Madame la présidente, monsieur le secrétaire d’État, monsieur le président de la commission des finances, madame la rapporteure générale, chers collègues, « Personne ne devrait être surpris que l’Europe retombe dans le marasme. C’est le résultat entièrement prévisible des politiques erronées que les dirigeants européens s’entêtent à poursuivre, bien qu’il soit évident que ce sont des mauvais remèdes. » Cette phrase n’est pas de moi, elle est tirée de l’éditorial du New York Times du 17 août. Elle résume le diagnostic que l’on peut porter sur ces trois années de politiques européennes qui ont enfoncé l’ensemble de l’Europe dans la dépression.
Ces politiques erronées sont un cocktail de politiques économiques faites de coupes massives dans les dépenses publiques, de baisses du coût du travail, et, dans les pays d’Europe du Sud, de baisses des salaires. Ce sont des politiques qui, quand on les applique seul peuvent produire des résultats. Si vous êtes le seul à réduire les dépenses publiques, vous redresserez les finances publiques, car la croissance des autres vous permettra de dégager des recettes et, par conséquent, de réduire votre déficit. Mais lorsque tout le monde le fait, il se passe ce qui s’est passé en Europe : l’effet dépressif est tellement fort, le multiplicateur, comme nous le rappelle le FMI, est tellement élevé, que l’on perd en croissance, donc en recettes, ce que l’on croit avoir gagné sur les dépenses.
C’est la même chose pour les politiques d’ajustement du coût du travail. Si vous êtes le seul à mener une telle politique, vous améliorez votre compétitivité, mais en compliquant la vie de votre voisin. Lorsque tout le monde le fait, les effets « compétitivité » à l’intérieur de l’Europe s’effacent – il en reste à l’extérieur – et les prix baissent. C’est la déflation. Lorsque l’on mélange ce cocktail, on arrive à la situation européenne : une dépression, une récession forte. Il n’y a plus de croissance, et plus d’inflation.

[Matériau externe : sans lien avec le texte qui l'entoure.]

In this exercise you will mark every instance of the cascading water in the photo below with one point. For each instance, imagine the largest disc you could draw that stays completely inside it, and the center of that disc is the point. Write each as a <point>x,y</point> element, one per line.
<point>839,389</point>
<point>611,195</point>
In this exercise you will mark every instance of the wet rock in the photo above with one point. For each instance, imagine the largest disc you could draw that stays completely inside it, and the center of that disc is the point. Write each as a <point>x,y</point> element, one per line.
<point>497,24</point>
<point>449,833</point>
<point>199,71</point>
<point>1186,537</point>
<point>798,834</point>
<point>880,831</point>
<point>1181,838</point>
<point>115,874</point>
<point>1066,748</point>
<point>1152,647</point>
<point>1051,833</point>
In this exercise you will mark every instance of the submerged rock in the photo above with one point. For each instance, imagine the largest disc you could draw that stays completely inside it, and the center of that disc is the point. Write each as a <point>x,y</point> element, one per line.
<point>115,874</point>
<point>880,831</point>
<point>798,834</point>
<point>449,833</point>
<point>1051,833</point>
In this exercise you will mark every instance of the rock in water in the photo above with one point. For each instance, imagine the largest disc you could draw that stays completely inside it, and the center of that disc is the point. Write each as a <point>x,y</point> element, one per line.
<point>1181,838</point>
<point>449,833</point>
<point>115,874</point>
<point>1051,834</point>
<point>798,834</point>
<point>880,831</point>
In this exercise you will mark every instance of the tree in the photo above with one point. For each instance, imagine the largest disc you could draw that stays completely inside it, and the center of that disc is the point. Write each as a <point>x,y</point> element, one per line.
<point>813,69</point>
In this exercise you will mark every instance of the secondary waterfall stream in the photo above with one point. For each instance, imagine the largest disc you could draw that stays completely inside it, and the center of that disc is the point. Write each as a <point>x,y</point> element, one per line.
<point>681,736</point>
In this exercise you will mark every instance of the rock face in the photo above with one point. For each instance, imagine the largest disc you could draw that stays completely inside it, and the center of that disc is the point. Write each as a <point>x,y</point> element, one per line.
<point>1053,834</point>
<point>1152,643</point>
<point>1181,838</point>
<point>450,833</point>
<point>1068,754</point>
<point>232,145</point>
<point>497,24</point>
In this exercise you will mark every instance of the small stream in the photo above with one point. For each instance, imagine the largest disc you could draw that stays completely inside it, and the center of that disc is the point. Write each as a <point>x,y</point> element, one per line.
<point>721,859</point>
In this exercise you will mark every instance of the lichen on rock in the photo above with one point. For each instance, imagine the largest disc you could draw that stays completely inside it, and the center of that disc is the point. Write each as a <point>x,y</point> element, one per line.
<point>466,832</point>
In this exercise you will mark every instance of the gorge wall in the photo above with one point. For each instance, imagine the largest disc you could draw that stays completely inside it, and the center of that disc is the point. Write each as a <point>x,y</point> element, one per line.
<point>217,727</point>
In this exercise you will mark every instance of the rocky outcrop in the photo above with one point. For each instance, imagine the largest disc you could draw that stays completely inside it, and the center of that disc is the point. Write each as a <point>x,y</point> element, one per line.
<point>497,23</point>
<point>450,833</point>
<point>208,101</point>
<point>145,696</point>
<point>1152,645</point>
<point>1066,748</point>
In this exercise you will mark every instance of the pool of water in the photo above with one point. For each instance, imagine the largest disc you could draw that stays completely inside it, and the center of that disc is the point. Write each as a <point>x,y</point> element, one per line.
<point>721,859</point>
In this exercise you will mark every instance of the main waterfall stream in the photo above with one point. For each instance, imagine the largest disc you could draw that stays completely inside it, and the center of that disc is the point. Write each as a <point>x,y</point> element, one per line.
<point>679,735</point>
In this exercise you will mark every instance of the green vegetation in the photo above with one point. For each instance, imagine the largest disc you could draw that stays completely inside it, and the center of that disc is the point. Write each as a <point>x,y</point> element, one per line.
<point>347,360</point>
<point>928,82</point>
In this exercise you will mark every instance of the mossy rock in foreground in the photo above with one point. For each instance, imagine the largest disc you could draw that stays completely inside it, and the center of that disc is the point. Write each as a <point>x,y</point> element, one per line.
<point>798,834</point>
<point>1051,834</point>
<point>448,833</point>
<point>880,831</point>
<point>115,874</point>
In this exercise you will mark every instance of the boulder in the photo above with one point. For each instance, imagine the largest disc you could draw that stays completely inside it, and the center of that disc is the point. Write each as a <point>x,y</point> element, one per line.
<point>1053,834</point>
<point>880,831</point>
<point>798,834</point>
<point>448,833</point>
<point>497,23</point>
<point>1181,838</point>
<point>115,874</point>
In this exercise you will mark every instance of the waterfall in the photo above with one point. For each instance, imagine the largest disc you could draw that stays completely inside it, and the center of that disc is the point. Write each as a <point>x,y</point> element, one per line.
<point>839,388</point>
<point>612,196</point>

J’ai beaucoup entendu citer M. Schröder. Je ne suis pas un admirateur de l’ancien chancelier, mais je rappelle qu’il a mené une politique de redressement de la compétitivité allemande quand les autres pays ne le faisaient pas, de 2002 à 2004. Durant cette période, il n’a pas réduit les dépenses, il a laissé le déficit se creuser. Ce n’est qu’après, et heureusement pour l’Allemagne, avant la crise, que le déficit a été réduit. On ne peut pas répliquer à l’échelle européenne des politiques qui peuvent avoir une efficacité lorsqu’on est seul à les conduire.